En los escritos del cubano se descubre un análisis de la realidad, muchas veces certero, pero expresado sintéticamente. Se le puede caracterizar parcialmente diciendo que poseía una especie de sensibilidad desbordada, ostensible en muchos escritos y difícilmente compatible con la claridad y precisión del peruano. A mi juicio, tal hecho obedece a que el cubano daba excesiva importancia a la expresión retórica, inclinación que se manifestó en él desde sus días de estudiante en Zaragoza. A lo que debe añadirse un temperamento extremadamente emotivo que él mismo estimaba valioso esparcir en sus escritos. Y por último, a la formación ideológica traída del krausismo. En algunos ensayos se leen frases que parecen brotar de estados místicos. La explicación no parece esencial pues se muestra con frecuencia más interesado en agitar.
A veces escribe con acento de predicador. Léase Nuestra América y compárese la pirotecnia verbal que despliega Martí, con el texto de uno de los Siete Ensayos de Mariátegui. Compárese también la calidad. En el cubano predomina la emoción, la retórica ardiente, el melodrama, el deseo irreprimible de deslumbrar. La comunicación de un estado de excitación emocional casi descontrolado por momentos, es obviamente lo que recibe prioridad por parte de Martí. De la lectura de ese y otros ensayos puede deducirse, cosa que el mismo cubano admitió, que sus ideas debían ser acarreadas por una “prosa centelleante”. Claro está que muchos de sus acólitos gustan de ser deslumbrados y eso es algo que debe respetarse. Por mi parte, prefiero un lenguaje menos conturbado como el de Mariátegui; sobrio, analítico y desprovisto de esa retórica perturbadora. Es más racional que el cubano en el discurso y, en consecuencia, sus ensayos son menos aptos a equívocos interpretativos.

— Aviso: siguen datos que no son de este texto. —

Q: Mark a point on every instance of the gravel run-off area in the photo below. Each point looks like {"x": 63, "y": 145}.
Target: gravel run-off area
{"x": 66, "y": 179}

A pesar de todo esto, hay que reconocer que Martí no siempre escribió así.
Muchos admiradores marxistas de Martí, que no reconocen dioses en las alturas, lo veneran con una especie de culto religioso. Lo han nombrado “el Santo de América”, el “Apóstol”, el “Iluminador de Vidas”. No exagero si digo que le han dado al menos una docena de apodos pomposos. Ni siquiera a Bolívar lo han adornado tanto. Al pobre Mariátegui, cuya obra posee, a mi juicio, superior calidad analítica, lo han relegado injustamente. El hecho se revela singular y descubre el fanatismo que han engendrado alrededor de Martí sus devotos admiradores, si se tiene presente que, aparte de las oportunas advertencias sobre el peligro del imperialismo y de la necesidad de reconocer la importancia de la unidad latinoamericana, dos cosas sobre las que estamos sobradamente advertidos, Martí no tiene mucho que decirnos ya sobre nuestra realidad histórica. Mariátegui, en cambio, con su ejemplar empleo del materialismo histórico, original y creativo, tiene mucho que enseñar todavía. Naturalmente que solo podría hacerlo si encontrara ponderación.
Martí fue un hombre admirable por muchos motivos. Sin embargo, la liturgia que han erigido en su entorno muchos marxistas para reforzar una visión de mundo y del hombre, y una ideología que el mismo cubano no compartió, constituye una deformación y falsificación que contradice su legado de autenticidad.